I still own copies of these books in case I need to transcribe exact quotes from them, but I now keep these books in my “Toxic Book” section. I also keep a copy of Rhonda Byrne’s The Secret in my “Toxic Book” section. I tell you this so you’ll know ahead of time that you won’t see me promoting any of the ideas put forward by these New Age writers.

Some of these New Age ideas, interestingly, are not new at all, but in fact are very old — much older than the oldest parts of the Hebrew Bible. So you also won’t see me promoting the sections in the Hebrew Scriptures and the New Testament that promote these damaging “New Age” teachings.
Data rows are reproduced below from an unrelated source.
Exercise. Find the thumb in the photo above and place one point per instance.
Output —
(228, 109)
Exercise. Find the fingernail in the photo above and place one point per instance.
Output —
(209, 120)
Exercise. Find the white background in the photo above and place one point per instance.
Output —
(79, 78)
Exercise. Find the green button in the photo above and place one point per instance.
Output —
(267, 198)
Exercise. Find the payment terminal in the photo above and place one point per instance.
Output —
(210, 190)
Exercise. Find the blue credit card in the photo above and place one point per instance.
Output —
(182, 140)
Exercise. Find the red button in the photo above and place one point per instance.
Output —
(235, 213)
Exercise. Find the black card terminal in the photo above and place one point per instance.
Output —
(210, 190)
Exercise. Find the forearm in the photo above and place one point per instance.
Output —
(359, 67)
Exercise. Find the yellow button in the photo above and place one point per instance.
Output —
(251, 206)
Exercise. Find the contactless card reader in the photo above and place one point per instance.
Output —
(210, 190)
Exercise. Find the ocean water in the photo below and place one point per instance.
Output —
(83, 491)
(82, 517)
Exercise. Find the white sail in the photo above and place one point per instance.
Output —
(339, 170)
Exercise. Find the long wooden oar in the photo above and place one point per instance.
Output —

These teachings should come with a warning tag on them: Warning: Insistence on Scrupulously Following These Teachings Will Turn You Into A Big Fat Idiot, And Cause You to Embarrass Yourself And Your Family In Ways You Never Thought Possible.
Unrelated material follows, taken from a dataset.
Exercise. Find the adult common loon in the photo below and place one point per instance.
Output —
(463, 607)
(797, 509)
Yes, I have no one but myself to blame for the time in my life when I embarrassed myself and my family by naively embracing the messages of these books.

During my Big Fat Idiot Stage, I foolishly co-purchased this humongous country house with a Reiki master who prophesied that our spiritual healing centre would be a huge success.  It wasn't.

During my Big Fat Idiot Stage, I foolishly co-purchased this humongous country house with a Reiki master who prophesied that our spiritual healing centre would be a huge success. It wasn’t.

As it turned out, I eventually found redemption in the teachings of Jesus, although how this happened, and why, is not the usual story.

My journey of redemption began when I realized that I hadn’t lost the scholarly skills of my younger years, that I could bring that process of methodically digging away at different layers — each with its own story to tell — to the mysterious journey of spiritual healing.

That’s when my work really began as a scientifically oriented, liberal, blond mystic.

That’s when I turned to my background in hard science, especially Chemistry, and to my five years’ of work experience in the mental health field to help me begin to ask what the questions were.

That’s when I finally started to grow up.